Serving the Quantitative Finance Community

 
User avatar
Zmey
Topic Author
Posts: 0
Joined: March 11th, 2002, 10:46 pm

PDF to text

March 11th, 2002, 11:17 pm

Hello,Just wondered if anyone has any tips handy how to translate Adobe Acrobat PDF documents into text files using C++/VBA? The problem I am trying to solve is automating data extraction from a large number of PDF files we receive every day.Thanks in advance!zmey@rocketmail.com
 
User avatar
ebifry
Posts: 0
Joined: December 9th, 2001, 8:34 am

PDF to text

March 22nd, 2002, 11:48 pm

There is a program

pdftotext

It is included in the xpdf package, it is opensource so you can look at the code.
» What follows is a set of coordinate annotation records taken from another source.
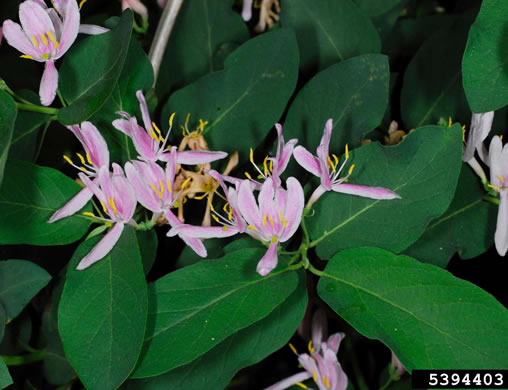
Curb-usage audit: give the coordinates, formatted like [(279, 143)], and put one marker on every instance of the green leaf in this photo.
[(243, 102), (91, 70), (102, 313), (215, 369), (147, 241), (432, 87), (197, 40), (20, 281), (467, 227), (8, 114), (354, 93), (485, 62), (195, 308), (426, 316), (423, 170), (329, 31), (29, 196), (5, 377)]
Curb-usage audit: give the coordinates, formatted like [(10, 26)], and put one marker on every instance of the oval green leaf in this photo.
[(423, 169), (242, 102), (195, 308), (329, 31), (29, 196), (91, 70), (102, 313), (425, 315)]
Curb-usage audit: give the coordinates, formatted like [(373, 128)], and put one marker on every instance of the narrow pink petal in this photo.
[(102, 248), (17, 39), (194, 243), (144, 110), (49, 84), (35, 20), (248, 206), (95, 145), (290, 381), (144, 193), (501, 235), (307, 161), (92, 29), (294, 208), (70, 27), (203, 231), (73, 206), (365, 191), (269, 261), (199, 157)]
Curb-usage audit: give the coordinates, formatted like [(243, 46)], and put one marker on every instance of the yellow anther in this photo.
[(50, 36), (156, 128), (44, 40), (330, 164), (82, 159), (68, 160), (111, 202)]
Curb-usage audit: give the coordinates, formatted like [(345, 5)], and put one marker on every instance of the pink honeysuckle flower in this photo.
[(45, 35), (231, 224), (276, 218), (96, 157), (137, 6), (328, 171), (151, 145), (320, 364), (498, 162), (155, 190), (481, 123), (118, 201)]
You might want to look at the code, it might give you some ideas. Apart from that I am sure there are commercial libraries you can use.

Cheers

Tony
 
User avatar
Zmey
Topic Author
Posts: 0
Joined: March 11th, 2002, 10:46 pm

PDF to text

March 25th, 2002, 1:48 pm

Thaks for the response! I'll check out the open-source code for XPDF. However, I tried "pdftotext" black-box copy and it appeared to produce random combination garbate files from the PDF's I have to deal with.

 
User avatar
ebifry
Posts: 0
Joined: December 9th, 2001, 8:34 am

PDF to text

March 25th, 2002, 9:38 pm

I have had the same experience with some pdf files. It seems to work for some files and not others. I haven't worked out the pattern for which files it works ok on and which one produces garbage.
Any success on tracking down any commercial libraries to do the job, I am sure Adobe has some.

Good luck!

Tony
 
User avatar
Paul
Posts: 7047
Joined: July 20th, 2001, 3:28 pm

PDF to text

March 25th, 2002, 10:23 pm

I would assume that it won't work for pdfs that the author has 'protected.'

P
 
User avatar
Russell
Posts: 1
Joined: October 16th, 2001, 5:18 pm

PDF to text

April 3rd, 2002, 11:05 am

Hi,

There is another way to do this, although please read the caveat below.

Send the pdf to pdf2html@adobe.com, or pdf2txt@sun.trace.wisc.edu, you will receive a reply in the chosen format.

Be aware that this resource is intended for use by people who might need pdf's translated into text in order to have the contents read back by text to speech programs. I'm sure that there is at present no particular strain on the resource, however I think if you are planning on performing the conversion on a frequent basis or for commercial benefit you should probably refrain from using it.

R